Support Questions

Find answers, ask questions, and share your expertise

How to read multiple gzipped files from S3 into dataframe

avatar
Contributor

My data are in JSON format and gzipped and stored on S3.

I want to read those data

I tried some streaming options as below

import org.apache.spark.SparkContext
import org.apache.spark.SparkConf
import org.apache.spark.sql.functions._
import org.apache.spark.sql.SparkSession
import org.apache.spark.sql.streaming.Trigger
import org.apache.spark.sql.types.{StructType, StructField, StringType, IntegerType, TimestampType};
import org.apache.spark.sql.SparkSession
import sys.process._
val tSchema = new StructType().add("log_type", StringType)
val tDF = spark.readStream.option("compression","gzip").schema(tSchema).load("s3a://S3_dir/")
tDF.writeStream.outputMode("Append").format("console").start()

Got exceptions

s3a://S3_dir/file_name is not a Parquet file. expected magic number at tail [80, 65, 82, 49] but found [-17, 20, 3, 0]

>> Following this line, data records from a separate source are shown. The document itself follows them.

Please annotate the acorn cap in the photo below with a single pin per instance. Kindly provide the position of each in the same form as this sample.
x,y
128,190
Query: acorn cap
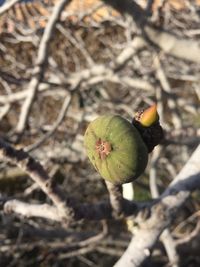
x,y
148,125
148,116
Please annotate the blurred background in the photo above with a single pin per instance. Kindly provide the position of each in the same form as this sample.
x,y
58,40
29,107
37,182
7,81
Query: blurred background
x,y
98,62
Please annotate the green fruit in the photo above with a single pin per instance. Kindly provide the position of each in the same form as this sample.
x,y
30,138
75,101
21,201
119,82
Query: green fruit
x,y
115,148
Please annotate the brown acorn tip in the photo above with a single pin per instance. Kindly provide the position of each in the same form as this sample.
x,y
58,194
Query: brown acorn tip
x,y
148,125
148,116
103,148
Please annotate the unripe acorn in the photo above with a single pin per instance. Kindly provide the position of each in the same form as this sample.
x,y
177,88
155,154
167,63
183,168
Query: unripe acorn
x,y
116,149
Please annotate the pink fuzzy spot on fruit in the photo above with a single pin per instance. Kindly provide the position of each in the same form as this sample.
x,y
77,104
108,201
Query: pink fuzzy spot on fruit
x,y
103,148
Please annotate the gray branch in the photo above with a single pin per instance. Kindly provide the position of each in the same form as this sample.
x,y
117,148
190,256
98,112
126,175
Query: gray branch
x,y
162,213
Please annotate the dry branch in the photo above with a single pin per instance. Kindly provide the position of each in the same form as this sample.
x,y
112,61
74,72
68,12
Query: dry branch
x,y
38,71
162,213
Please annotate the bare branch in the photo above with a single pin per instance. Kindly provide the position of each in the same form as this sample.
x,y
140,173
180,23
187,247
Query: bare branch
x,y
7,6
162,213
39,68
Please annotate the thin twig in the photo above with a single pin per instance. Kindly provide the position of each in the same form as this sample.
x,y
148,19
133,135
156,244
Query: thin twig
x,y
38,71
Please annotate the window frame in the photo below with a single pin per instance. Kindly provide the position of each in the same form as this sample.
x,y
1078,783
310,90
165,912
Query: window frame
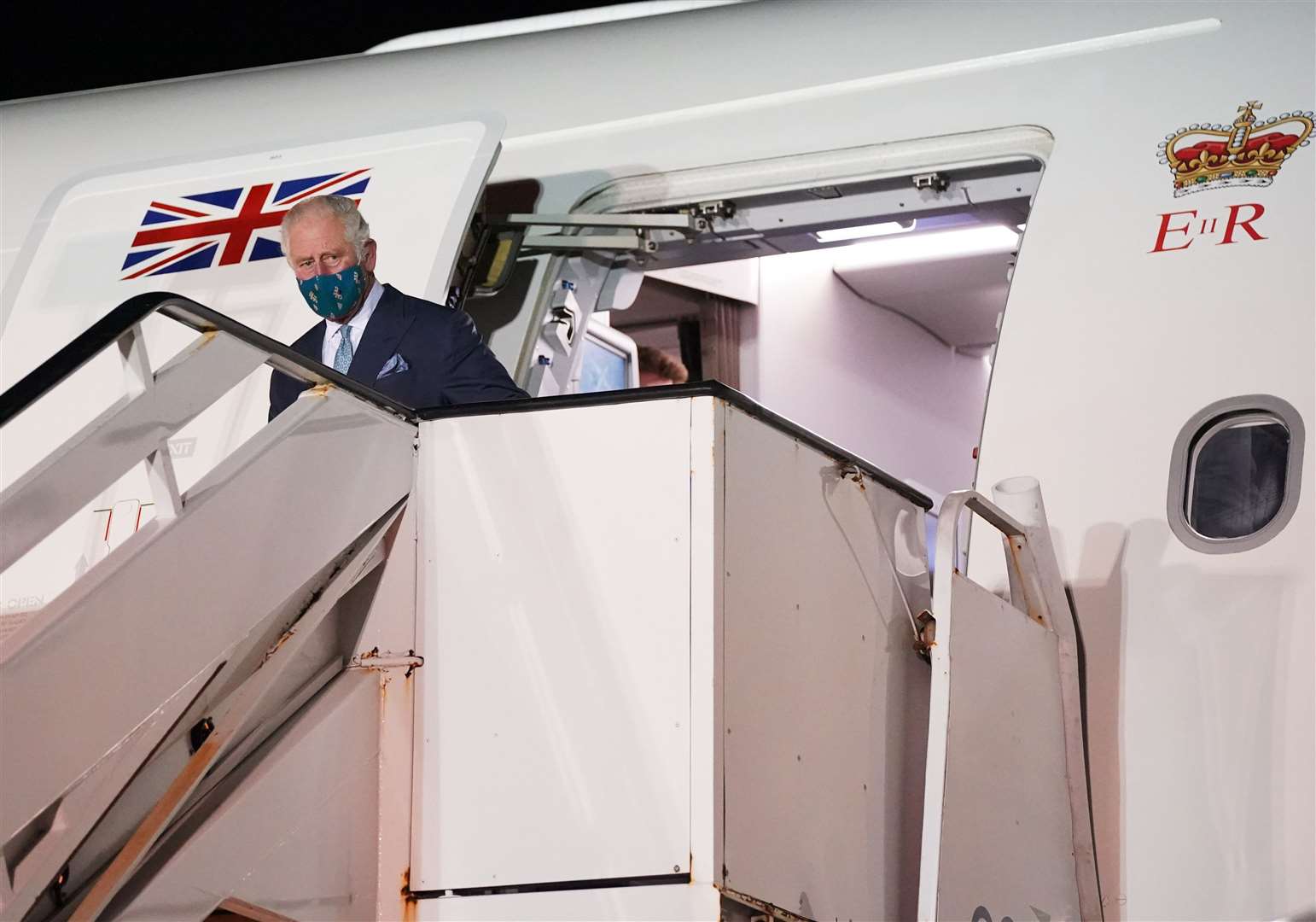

How to fix this? How can I read

1 REPLY 1

avatar
New Contributor

spark
.session()
.read()
.option("encoding", "UTF-8")
.option("delimiter", "^")
.option("mode", "PERMISSIVE")
.schema(SCHEMA_STORE.getIPDRschema())
.csv(
JavaConverters.collectionAsScalaIterableConverter(_files_to_process)
.asScala()
.toSeq())
.withColumn("filename", org.apache.spark.sql.functions.input_file_name())
.dropDuplicates();

 

Written in java please convert it into scala hope this will work 🙂